Highlights from the ratings report include:

  • Net operating cash flow has significantly decreased to $24.14 million or 62.16% when compared to the same quarter last year. In addition, when comparing the cash generation rate to the industry average, the firm's growth is significantly lower.
  • The gross profit margin for SANCHEZ ENERGY CORP is currently extremely low, coming in at 11.40%. Despite the low profit margin, it has increased significantly from the same period last year. Despite the mixed results of the gross profit margin, SN's net profit margin of -82.40% significantly underperformed when compared to the industry average.
  • SN's stock share price has done very poorly compared to where it was a year ago: Despite any rallies, the net result is that it is down by 25.58%, which is also worse that the performance of the S&P 500 Index. Investors have so far failed to pay much attention to the earnings improvements the company has managed to achieve over the last quarter. Naturally, the overall market trend is bound to be a significant factor. However, in one sense, the stock's sharp decline last year is a positive for future investors, making it cheaper (in proportion to its earnings over the past year) than most other stocks in its industry. But due to other concerns, we feel the stock is still not a good buy right now.

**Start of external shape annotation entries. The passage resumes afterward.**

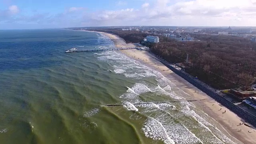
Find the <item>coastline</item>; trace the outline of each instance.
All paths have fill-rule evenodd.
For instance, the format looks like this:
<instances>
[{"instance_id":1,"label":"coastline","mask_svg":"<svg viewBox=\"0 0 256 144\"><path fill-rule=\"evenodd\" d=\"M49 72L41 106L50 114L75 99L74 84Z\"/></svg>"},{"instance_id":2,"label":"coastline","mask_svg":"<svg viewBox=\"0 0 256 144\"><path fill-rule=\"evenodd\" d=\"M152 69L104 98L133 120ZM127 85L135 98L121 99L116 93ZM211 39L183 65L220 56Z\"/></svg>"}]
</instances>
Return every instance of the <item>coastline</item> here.
<instances>
[{"instance_id":1,"label":"coastline","mask_svg":"<svg viewBox=\"0 0 256 144\"><path fill-rule=\"evenodd\" d=\"M134 46L132 44L126 44L123 39L115 35L103 32L83 31L97 32L109 37L118 48ZM212 118L214 118L216 122L220 124L220 126L223 128L219 128L218 127L218 128L228 138L232 136L244 144L255 143L254 138L256 137L256 132L254 131L255 128L251 129L244 125L238 126L240 123L244 122L244 120L174 72L170 70L166 70L169 68L161 63L153 54L147 51L137 50L120 50L120 52L130 58L138 60L160 72L174 82L177 87L189 94L192 99L207 99L205 101L193 102L193 104L197 108L202 110ZM197 92L195 93L195 90ZM220 110L221 108L222 110ZM226 112L222 113L224 110ZM242 130L238 131L240 129ZM252 132L249 133L248 131ZM231 136L228 136L228 135Z\"/></svg>"}]
</instances>

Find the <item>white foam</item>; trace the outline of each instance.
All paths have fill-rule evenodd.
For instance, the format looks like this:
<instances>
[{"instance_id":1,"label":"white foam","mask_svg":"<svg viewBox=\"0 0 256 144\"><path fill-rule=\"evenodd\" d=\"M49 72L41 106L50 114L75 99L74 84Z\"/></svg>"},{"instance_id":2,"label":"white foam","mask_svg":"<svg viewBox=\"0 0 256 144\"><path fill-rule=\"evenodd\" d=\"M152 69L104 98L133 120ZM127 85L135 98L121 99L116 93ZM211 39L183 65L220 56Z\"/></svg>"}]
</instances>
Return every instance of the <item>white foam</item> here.
<instances>
[{"instance_id":1,"label":"white foam","mask_svg":"<svg viewBox=\"0 0 256 144\"><path fill-rule=\"evenodd\" d=\"M199 141L199 142L200 142L200 143L203 144L204 143L203 143L203 142L202 142L201 141L201 140L200 140L200 139L199 139L197 137L196 135L195 135L195 134L192 133L191 132L190 132L190 130L188 130L188 128L187 128L186 126L184 126L184 125L182 124L182 126L184 126L184 128L186 128L186 129L188 132L189 132L189 133L190 133L190 134L192 134L193 136L194 136L196 138L198 141Z\"/></svg>"},{"instance_id":2,"label":"white foam","mask_svg":"<svg viewBox=\"0 0 256 144\"><path fill-rule=\"evenodd\" d=\"M126 108L128 110L132 110L135 112L138 111L138 109L136 108L135 106L129 102L124 102L124 103L125 105L124 105L124 107Z\"/></svg>"},{"instance_id":3,"label":"white foam","mask_svg":"<svg viewBox=\"0 0 256 144\"><path fill-rule=\"evenodd\" d=\"M157 105L156 104L154 104L153 102L150 102L150 103L151 104L153 105L153 106L156 107L156 108L158 109L160 109L160 108L159 107L159 106Z\"/></svg>"},{"instance_id":4,"label":"white foam","mask_svg":"<svg viewBox=\"0 0 256 144\"><path fill-rule=\"evenodd\" d=\"M166 92L166 91L165 91L165 90L164 90L163 89L162 89L159 85L157 85L157 87L158 89L160 89L160 90L162 90L163 92Z\"/></svg>"},{"instance_id":5,"label":"white foam","mask_svg":"<svg viewBox=\"0 0 256 144\"><path fill-rule=\"evenodd\" d=\"M1 133L6 133L8 131L8 129L7 128L3 129L1 130L0 130L0 132Z\"/></svg>"},{"instance_id":6,"label":"white foam","mask_svg":"<svg viewBox=\"0 0 256 144\"><path fill-rule=\"evenodd\" d=\"M128 86L126 86L126 88L128 88L128 90L127 90L127 92L133 92L133 93L134 93L134 94L136 94L136 95L139 95L139 94L137 94L136 92L135 92L133 90L132 90L132 89L131 89L130 88L129 88L129 87L128 87Z\"/></svg>"},{"instance_id":7,"label":"white foam","mask_svg":"<svg viewBox=\"0 0 256 144\"><path fill-rule=\"evenodd\" d=\"M97 113L100 110L97 108L94 108L88 112L84 112L84 117L88 117L92 116Z\"/></svg>"},{"instance_id":8,"label":"white foam","mask_svg":"<svg viewBox=\"0 0 256 144\"><path fill-rule=\"evenodd\" d=\"M171 88L171 86L169 85L166 86L164 88L164 89L167 90L172 91L172 88Z\"/></svg>"},{"instance_id":9,"label":"white foam","mask_svg":"<svg viewBox=\"0 0 256 144\"><path fill-rule=\"evenodd\" d=\"M114 70L114 71L116 74L122 74L126 72L125 70L118 68Z\"/></svg>"},{"instance_id":10,"label":"white foam","mask_svg":"<svg viewBox=\"0 0 256 144\"><path fill-rule=\"evenodd\" d=\"M154 140L162 140L165 144L174 144L169 137L162 124L154 118L149 117L142 130L145 135Z\"/></svg>"},{"instance_id":11,"label":"white foam","mask_svg":"<svg viewBox=\"0 0 256 144\"><path fill-rule=\"evenodd\" d=\"M146 72L146 74L145 74L145 76L148 76L148 77L150 77L150 76L155 76L156 77L156 75L155 75L154 74L152 74L152 73L149 72Z\"/></svg>"}]
</instances>

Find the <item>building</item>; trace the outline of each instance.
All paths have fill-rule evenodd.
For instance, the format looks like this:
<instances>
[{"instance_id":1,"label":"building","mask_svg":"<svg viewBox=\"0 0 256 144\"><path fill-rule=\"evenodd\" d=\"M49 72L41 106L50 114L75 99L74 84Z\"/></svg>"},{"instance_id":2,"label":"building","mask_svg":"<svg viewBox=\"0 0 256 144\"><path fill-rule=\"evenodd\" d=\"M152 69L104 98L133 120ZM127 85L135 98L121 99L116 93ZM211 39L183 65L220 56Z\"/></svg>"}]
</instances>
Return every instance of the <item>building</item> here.
<instances>
[{"instance_id":1,"label":"building","mask_svg":"<svg viewBox=\"0 0 256 144\"><path fill-rule=\"evenodd\" d=\"M183 38L182 37L176 38L175 40L178 40L179 42L183 42L186 40L186 38Z\"/></svg>"},{"instance_id":2,"label":"building","mask_svg":"<svg viewBox=\"0 0 256 144\"><path fill-rule=\"evenodd\" d=\"M170 38L176 38L176 35L173 34L171 34L169 36Z\"/></svg>"},{"instance_id":3,"label":"building","mask_svg":"<svg viewBox=\"0 0 256 144\"><path fill-rule=\"evenodd\" d=\"M223 35L228 35L228 32L219 32L218 34L219 35L223 34Z\"/></svg>"},{"instance_id":4,"label":"building","mask_svg":"<svg viewBox=\"0 0 256 144\"><path fill-rule=\"evenodd\" d=\"M240 100L244 100L251 96L256 96L256 91L246 88L232 88L228 91L228 94Z\"/></svg>"},{"instance_id":5,"label":"building","mask_svg":"<svg viewBox=\"0 0 256 144\"><path fill-rule=\"evenodd\" d=\"M159 42L159 38L158 36L147 36L147 42L152 43Z\"/></svg>"},{"instance_id":6,"label":"building","mask_svg":"<svg viewBox=\"0 0 256 144\"><path fill-rule=\"evenodd\" d=\"M169 37L170 34L164 34L163 35L165 36Z\"/></svg>"},{"instance_id":7,"label":"building","mask_svg":"<svg viewBox=\"0 0 256 144\"><path fill-rule=\"evenodd\" d=\"M249 108L253 109L256 111L256 97L248 97L246 100L243 100L242 103L243 104Z\"/></svg>"}]
</instances>

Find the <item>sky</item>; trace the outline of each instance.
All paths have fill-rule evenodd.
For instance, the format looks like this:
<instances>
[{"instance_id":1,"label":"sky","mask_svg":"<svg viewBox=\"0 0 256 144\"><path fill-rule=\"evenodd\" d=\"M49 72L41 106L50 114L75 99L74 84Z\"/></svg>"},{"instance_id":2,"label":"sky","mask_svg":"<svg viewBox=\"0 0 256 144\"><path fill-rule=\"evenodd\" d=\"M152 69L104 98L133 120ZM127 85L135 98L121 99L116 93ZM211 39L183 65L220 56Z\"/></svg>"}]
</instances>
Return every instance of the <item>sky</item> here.
<instances>
[{"instance_id":1,"label":"sky","mask_svg":"<svg viewBox=\"0 0 256 144\"><path fill-rule=\"evenodd\" d=\"M0 0L0 29L255 26L256 0Z\"/></svg>"}]
</instances>

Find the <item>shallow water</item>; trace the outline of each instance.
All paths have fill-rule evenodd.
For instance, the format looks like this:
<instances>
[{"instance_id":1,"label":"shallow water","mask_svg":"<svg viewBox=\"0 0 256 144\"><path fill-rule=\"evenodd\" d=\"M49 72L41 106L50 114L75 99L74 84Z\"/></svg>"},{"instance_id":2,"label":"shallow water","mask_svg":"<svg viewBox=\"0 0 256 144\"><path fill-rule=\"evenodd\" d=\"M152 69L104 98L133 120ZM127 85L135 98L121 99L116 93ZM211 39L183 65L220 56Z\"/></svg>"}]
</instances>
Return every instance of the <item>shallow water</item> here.
<instances>
[{"instance_id":1,"label":"shallow water","mask_svg":"<svg viewBox=\"0 0 256 144\"><path fill-rule=\"evenodd\" d=\"M0 31L3 144L237 144L159 72L95 33ZM116 107L99 105L124 104Z\"/></svg>"}]
</instances>

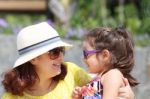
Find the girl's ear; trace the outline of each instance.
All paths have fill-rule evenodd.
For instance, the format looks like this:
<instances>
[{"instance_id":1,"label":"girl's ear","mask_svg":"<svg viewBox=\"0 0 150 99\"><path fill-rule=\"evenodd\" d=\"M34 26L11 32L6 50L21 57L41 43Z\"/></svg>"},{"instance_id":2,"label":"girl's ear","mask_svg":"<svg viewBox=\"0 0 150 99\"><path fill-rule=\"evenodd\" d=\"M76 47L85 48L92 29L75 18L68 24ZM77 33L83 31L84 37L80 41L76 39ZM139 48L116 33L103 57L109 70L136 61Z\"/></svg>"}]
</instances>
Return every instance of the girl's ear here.
<instances>
[{"instance_id":1,"label":"girl's ear","mask_svg":"<svg viewBox=\"0 0 150 99\"><path fill-rule=\"evenodd\" d=\"M30 63L33 64L33 65L35 65L36 61L37 61L36 58L34 58L34 59L30 60Z\"/></svg>"},{"instance_id":2,"label":"girl's ear","mask_svg":"<svg viewBox=\"0 0 150 99\"><path fill-rule=\"evenodd\" d=\"M104 60L106 61L110 60L110 52L107 49L104 49L102 51L102 56Z\"/></svg>"}]
</instances>

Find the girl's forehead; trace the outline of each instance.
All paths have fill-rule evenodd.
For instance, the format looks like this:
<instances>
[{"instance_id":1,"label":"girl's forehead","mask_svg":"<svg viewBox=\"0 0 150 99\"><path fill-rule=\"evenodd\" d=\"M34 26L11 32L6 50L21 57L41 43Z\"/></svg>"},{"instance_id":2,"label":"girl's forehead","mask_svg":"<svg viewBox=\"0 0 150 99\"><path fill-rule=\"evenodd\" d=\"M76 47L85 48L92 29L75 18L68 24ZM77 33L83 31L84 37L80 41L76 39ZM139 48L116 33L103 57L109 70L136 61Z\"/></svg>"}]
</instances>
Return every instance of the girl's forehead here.
<instances>
[{"instance_id":1,"label":"girl's forehead","mask_svg":"<svg viewBox=\"0 0 150 99\"><path fill-rule=\"evenodd\" d=\"M89 42L83 41L83 49L93 49Z\"/></svg>"}]
</instances>

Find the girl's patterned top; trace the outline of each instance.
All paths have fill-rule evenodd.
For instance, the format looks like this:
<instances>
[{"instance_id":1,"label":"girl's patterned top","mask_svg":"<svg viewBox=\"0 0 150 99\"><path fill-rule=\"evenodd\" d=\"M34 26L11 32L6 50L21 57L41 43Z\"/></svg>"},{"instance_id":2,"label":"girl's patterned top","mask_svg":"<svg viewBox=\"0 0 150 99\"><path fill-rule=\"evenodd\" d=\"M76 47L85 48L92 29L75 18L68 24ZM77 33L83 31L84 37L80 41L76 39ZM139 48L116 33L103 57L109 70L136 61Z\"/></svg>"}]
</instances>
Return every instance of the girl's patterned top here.
<instances>
[{"instance_id":1,"label":"girl's patterned top","mask_svg":"<svg viewBox=\"0 0 150 99\"><path fill-rule=\"evenodd\" d=\"M102 98L102 84L100 78L96 77L86 86L82 87L83 99L101 99Z\"/></svg>"}]
</instances>

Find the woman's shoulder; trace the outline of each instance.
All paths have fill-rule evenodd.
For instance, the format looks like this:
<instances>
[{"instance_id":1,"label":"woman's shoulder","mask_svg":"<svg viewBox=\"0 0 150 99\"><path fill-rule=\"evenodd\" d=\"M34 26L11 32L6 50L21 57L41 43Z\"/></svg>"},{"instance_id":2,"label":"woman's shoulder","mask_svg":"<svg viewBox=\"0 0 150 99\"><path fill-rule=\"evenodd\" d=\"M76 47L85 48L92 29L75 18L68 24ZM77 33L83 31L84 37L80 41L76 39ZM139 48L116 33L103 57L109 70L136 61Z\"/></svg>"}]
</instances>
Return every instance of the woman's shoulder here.
<instances>
[{"instance_id":1,"label":"woman's shoulder","mask_svg":"<svg viewBox=\"0 0 150 99\"><path fill-rule=\"evenodd\" d=\"M82 69L79 65L75 64L75 63L72 63L72 62L65 62L64 63L68 69L70 70L79 70L79 69Z\"/></svg>"}]
</instances>

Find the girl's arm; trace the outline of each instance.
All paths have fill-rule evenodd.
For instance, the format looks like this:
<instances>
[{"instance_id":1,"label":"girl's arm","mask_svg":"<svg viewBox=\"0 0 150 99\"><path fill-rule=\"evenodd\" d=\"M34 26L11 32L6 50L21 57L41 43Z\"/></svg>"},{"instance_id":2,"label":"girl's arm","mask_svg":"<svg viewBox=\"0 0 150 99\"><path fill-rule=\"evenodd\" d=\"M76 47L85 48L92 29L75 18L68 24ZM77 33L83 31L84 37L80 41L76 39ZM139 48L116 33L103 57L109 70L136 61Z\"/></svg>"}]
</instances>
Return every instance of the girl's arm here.
<instances>
[{"instance_id":1,"label":"girl's arm","mask_svg":"<svg viewBox=\"0 0 150 99\"><path fill-rule=\"evenodd\" d=\"M102 99L117 99L119 88L124 86L123 75L117 69L112 69L102 76Z\"/></svg>"}]
</instances>

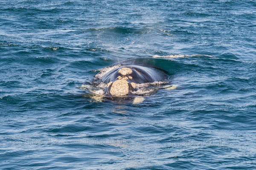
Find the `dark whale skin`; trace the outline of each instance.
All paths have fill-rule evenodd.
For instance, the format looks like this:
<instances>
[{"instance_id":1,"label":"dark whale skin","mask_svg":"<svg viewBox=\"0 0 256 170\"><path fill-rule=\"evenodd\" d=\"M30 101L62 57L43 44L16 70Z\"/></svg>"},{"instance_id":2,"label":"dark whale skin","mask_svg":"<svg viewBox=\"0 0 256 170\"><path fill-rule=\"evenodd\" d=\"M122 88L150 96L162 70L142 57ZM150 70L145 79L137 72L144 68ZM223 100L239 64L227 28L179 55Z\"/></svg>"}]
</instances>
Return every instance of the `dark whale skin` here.
<instances>
[{"instance_id":1,"label":"dark whale skin","mask_svg":"<svg viewBox=\"0 0 256 170\"><path fill-rule=\"evenodd\" d=\"M163 71L159 69L135 65L124 65L115 68L106 74L102 77L102 81L105 83L114 82L117 80L119 76L122 75L118 72L123 67L131 68L132 73L128 76L131 76L132 79L127 81L129 83L133 82L137 84L153 82L166 79L168 76Z\"/></svg>"}]
</instances>

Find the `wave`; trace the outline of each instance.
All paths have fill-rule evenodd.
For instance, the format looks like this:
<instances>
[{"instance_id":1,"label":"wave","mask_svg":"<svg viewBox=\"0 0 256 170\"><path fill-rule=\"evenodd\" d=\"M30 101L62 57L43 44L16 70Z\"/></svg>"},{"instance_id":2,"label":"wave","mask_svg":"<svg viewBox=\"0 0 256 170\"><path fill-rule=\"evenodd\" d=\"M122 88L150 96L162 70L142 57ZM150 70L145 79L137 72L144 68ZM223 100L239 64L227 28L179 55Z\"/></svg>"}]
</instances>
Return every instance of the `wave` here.
<instances>
[{"instance_id":1,"label":"wave","mask_svg":"<svg viewBox=\"0 0 256 170\"><path fill-rule=\"evenodd\" d=\"M174 54L167 55L166 56L160 56L158 55L154 55L152 56L153 58L183 58L192 57L213 57L214 56L210 55L202 55L202 54L192 54L192 55L183 55L183 54Z\"/></svg>"}]
</instances>

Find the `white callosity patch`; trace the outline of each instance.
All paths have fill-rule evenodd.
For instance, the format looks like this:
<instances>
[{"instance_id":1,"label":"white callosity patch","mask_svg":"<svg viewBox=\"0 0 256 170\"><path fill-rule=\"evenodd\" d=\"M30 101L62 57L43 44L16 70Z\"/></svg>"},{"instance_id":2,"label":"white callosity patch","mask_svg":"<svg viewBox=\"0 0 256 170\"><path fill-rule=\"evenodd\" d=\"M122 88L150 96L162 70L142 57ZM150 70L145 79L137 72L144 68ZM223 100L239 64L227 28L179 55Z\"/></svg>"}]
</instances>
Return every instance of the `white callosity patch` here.
<instances>
[{"instance_id":1,"label":"white callosity patch","mask_svg":"<svg viewBox=\"0 0 256 170\"><path fill-rule=\"evenodd\" d=\"M128 92L128 82L124 79L114 82L110 89L110 94L112 96L124 96L127 94Z\"/></svg>"},{"instance_id":2,"label":"white callosity patch","mask_svg":"<svg viewBox=\"0 0 256 170\"><path fill-rule=\"evenodd\" d=\"M166 88L166 90L174 90L178 87L177 85L173 85L171 87Z\"/></svg>"},{"instance_id":3,"label":"white callosity patch","mask_svg":"<svg viewBox=\"0 0 256 170\"><path fill-rule=\"evenodd\" d=\"M175 55L168 55L166 56L159 56L158 55L154 55L152 57L153 58L182 58L188 57L212 57L213 56L209 55L201 55L201 54L193 54L193 55L183 55L183 54L175 54Z\"/></svg>"},{"instance_id":4,"label":"white callosity patch","mask_svg":"<svg viewBox=\"0 0 256 170\"><path fill-rule=\"evenodd\" d=\"M142 97L136 97L134 99L132 104L134 105L141 103L145 100L145 99Z\"/></svg>"},{"instance_id":5,"label":"white callosity patch","mask_svg":"<svg viewBox=\"0 0 256 170\"><path fill-rule=\"evenodd\" d=\"M123 67L119 70L118 72L123 76L126 76L131 74L132 73L132 71L131 68Z\"/></svg>"}]
</instances>

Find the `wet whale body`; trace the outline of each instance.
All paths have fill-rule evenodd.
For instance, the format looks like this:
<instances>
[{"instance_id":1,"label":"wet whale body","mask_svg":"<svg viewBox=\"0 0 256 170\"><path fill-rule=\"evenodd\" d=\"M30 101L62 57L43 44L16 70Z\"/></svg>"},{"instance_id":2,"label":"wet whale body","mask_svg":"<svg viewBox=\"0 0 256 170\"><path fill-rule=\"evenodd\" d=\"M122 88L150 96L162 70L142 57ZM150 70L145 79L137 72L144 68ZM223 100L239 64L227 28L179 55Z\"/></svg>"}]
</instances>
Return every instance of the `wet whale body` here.
<instances>
[{"instance_id":1,"label":"wet whale body","mask_svg":"<svg viewBox=\"0 0 256 170\"><path fill-rule=\"evenodd\" d=\"M104 90L105 96L123 96L131 94L145 85L163 81L167 75L159 69L136 65L117 67L98 76L107 84Z\"/></svg>"}]
</instances>

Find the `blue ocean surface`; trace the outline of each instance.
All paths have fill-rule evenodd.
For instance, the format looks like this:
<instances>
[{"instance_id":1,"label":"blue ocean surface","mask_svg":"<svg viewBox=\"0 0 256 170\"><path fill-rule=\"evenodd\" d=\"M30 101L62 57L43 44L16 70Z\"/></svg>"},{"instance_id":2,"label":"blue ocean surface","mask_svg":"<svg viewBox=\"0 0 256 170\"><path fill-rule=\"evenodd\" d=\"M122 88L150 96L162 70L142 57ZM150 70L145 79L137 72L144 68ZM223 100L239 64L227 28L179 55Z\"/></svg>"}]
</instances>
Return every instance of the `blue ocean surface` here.
<instances>
[{"instance_id":1,"label":"blue ocean surface","mask_svg":"<svg viewBox=\"0 0 256 170\"><path fill-rule=\"evenodd\" d=\"M1 0L0 169L255 169L256 16L255 0ZM134 104L79 88L131 59L177 88Z\"/></svg>"}]
</instances>

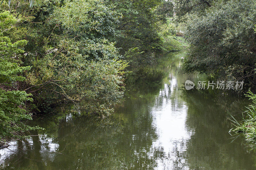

  • SN, with its decline in revenue, slightly underperformed the industry average of 24.0%. Since the same quarter one year prior, revenues fell by 27.8%. The declining revenue has not hurt the company's bottom line, with increasing earnings per share.
  • SANCHEZ ENERGY CORP reported significant earnings per share improvement in the most recent quarter compared to the same quarter a year ago. This company has reported somewhat volatile earnings recently. But, we feel it is poised for EPS growth in the coming year. During the past fiscal year, SANCHEZ ENERGY CORP reported poor results of -$25.77 versus -$1.18 in the prior year. This year, the market expects an improvement in earnings (-$0.32 versus -$25.77).